SOLUTIONS : Illinois, California, Texas

Amazonian-Size Taxes

by Kristen De Pena | July 11, 2011

Proposals to tax Internet retail sales are all the rage as states continue to look for more ways to balance their budgets in the face of revenue shortfalls. Seven states have passed the "Amazon tax," so called due to the nation's largest online retailer,, as yet another means of bringing revenue into their states. Generally, the new legislation requires online retailers to collect state sales taxes, subject to state restrictions and specific merchant obligations that create new revenue for the state. Early indications, however, indicate that the Amazon tax seems to have a deleterious effect on job creation and economic recovery. The states of California, Illinois, and Texas, illustrate this possibility.

The online tax battle began years ago: subsequent to the 1992 decision in Quill v. North Dakota, the United State Supreme Court ruled that states cannot subject and other online retailers to taxes unless those retailers have a physical presence in the state. Although the test complicates efforts by the states to tax retailers, some ambiguity exists in determining the relationship between the enforcement of the Quill decision and the Commerce Clause. Despite the arguable legal complications, many states are managing to incorporate the taxes, albeit through complicated channels using online affiliates' presence in the states.

Online retailers argue that absent these taxes, e-commerce increases the ability of consumers to obtain goods at the lowest price, thereby increasing price and product competition, providing local jobs at distribution centers, and increasing business for local affiliates. Oppositely, certain states argue that new fiscal solutions are necessary to increase their revenue and encourage more competition between online and local retailers by evening the playing field and no longer allowing online retailers to undercut physically present businesses.

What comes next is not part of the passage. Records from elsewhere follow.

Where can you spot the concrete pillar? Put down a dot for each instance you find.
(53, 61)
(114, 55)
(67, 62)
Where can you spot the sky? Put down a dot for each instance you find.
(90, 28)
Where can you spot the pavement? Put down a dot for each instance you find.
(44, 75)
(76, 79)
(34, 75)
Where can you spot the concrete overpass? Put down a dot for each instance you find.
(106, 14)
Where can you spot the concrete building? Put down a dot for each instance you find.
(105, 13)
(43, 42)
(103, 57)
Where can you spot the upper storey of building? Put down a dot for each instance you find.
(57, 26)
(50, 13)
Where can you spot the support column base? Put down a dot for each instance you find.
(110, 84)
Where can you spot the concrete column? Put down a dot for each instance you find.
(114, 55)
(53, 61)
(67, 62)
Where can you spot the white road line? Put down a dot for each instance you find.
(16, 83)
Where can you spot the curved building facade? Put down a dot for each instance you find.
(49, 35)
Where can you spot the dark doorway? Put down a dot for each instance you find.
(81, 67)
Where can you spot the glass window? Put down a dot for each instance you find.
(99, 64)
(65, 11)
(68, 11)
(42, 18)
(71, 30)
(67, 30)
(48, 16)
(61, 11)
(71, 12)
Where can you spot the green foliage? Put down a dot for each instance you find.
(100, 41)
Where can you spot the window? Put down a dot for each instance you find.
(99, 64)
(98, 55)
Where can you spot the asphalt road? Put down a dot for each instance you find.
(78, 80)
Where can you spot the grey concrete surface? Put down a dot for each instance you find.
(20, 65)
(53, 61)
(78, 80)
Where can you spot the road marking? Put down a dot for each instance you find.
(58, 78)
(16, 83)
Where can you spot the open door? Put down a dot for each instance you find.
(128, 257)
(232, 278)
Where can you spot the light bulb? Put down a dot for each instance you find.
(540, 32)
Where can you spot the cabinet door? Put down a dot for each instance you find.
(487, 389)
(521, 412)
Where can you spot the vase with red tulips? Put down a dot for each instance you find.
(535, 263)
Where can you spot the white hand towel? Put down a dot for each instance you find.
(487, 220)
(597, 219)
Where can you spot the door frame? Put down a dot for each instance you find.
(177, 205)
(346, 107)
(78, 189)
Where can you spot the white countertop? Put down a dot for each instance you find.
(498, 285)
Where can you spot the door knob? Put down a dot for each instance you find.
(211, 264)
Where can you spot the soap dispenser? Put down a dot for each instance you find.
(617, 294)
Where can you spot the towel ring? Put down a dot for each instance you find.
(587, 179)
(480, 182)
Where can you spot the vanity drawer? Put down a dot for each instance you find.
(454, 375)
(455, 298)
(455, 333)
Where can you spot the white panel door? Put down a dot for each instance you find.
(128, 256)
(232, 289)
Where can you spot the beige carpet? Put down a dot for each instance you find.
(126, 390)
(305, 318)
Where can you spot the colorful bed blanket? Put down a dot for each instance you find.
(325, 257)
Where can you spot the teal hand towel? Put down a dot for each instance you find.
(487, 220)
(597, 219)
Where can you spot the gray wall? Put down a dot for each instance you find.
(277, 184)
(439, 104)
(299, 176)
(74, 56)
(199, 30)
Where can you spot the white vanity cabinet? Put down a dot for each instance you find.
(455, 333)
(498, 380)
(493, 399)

Nonetheless, the states' "solution" may be an erroneous one for two reasons: first, it is unclear whether states will earn revenue from the tax and second, large online retailers (Amazon and Overstock) are simply terminating their relationships with states requiring the taxes, no longer providing any competition to local business.

In Illinois, for example, as Governor Quinn signed the "Mainstreet Fairness Act" imposing an Amazon tax, online retailers informed the state that they intend to stop doing business there. About one year ago, online retailers demonstrated their commitment to end business in Colorado after they passed a similar tax. Still, Illinois projects $150 million in revenue in the face of evidence from other states, namely Rhode Island, whose Department of Revenue reports that the state collected no revenue from their Amazon tax passed nearly two years ago. Similarly, California's Amazon tax requires sales tax collection on purchases from customers referred by "in-state affiliate web sites." Despite evidence that Amazon intends to cut nearly 25,000 affiliate retailers in the state, California sponsors stand by the projections that the tax will generate $200 million in revenues.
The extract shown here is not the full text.